Audit Scotland has found that it has become harder for Scottish students to get places at Scottish universities.
In its new report on higher education, the public spending watchdog found a 6% decrease in the funding received from the Scottish Funding Council.
There was also evidence to suggest that institutions were “placing increasing reliance on generating income from fee-paying students from the rest of the UK and outside the European Union”.
In April, Stirling University released a strategic 5-year plan, which included the increase in overseas students by 65%. The plan also stated that they would like to work with external partners to increase the intake of students of all nationalities, including Scottish students, though no specifics were given.

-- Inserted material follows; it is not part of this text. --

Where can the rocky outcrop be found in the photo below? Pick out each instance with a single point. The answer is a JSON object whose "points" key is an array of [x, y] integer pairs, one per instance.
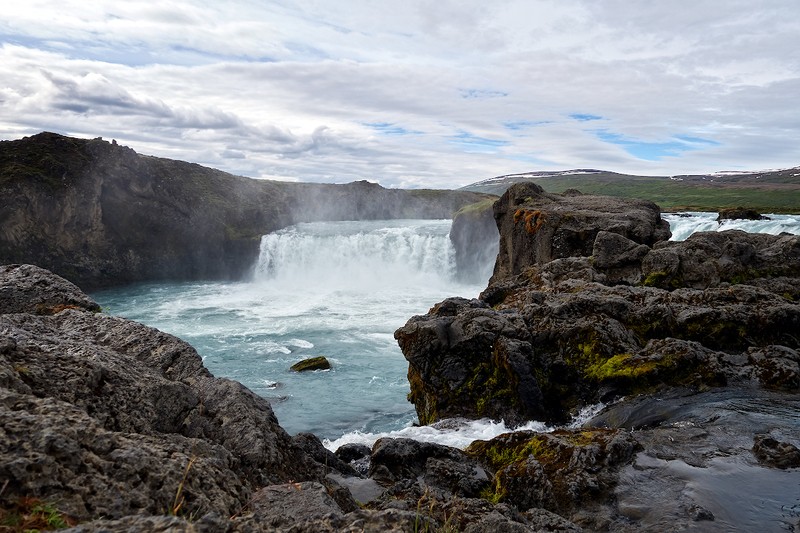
{"points": [[537, 227], [739, 213], [109, 417], [693, 343], [574, 316], [100, 214], [109, 425], [475, 240]]}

The report also found that there was a 23% surge in applications by Scottish and EU students, who would have their studies funded by the Scottish Government, while the amount of places offered only rose by 9%.
While EU students are funded in the same way that Scottish students are, people looking to study in Scotland that come from the rest of the UK have to pay up to £9,000 per year.
Overseas students could be forced to pay fees as high as £47,200 per year, whereas SAAS only pays universities £1,820 per year for Scottish students.
The rate of offers given to home grown students by Scottish universities has fallen from 57% to 50% between 2010 and 2015, with the rate for students from outside the EU standing at 63% in 2015.
Given the findings of the report, Audit Scotland have recommended that the government and the SFC “undertake and publish research on trends in applications, offer rates and acceptances for Scottish university places to assess what impact the limits on funded places are having on access to the university system for Scottish and EU students”.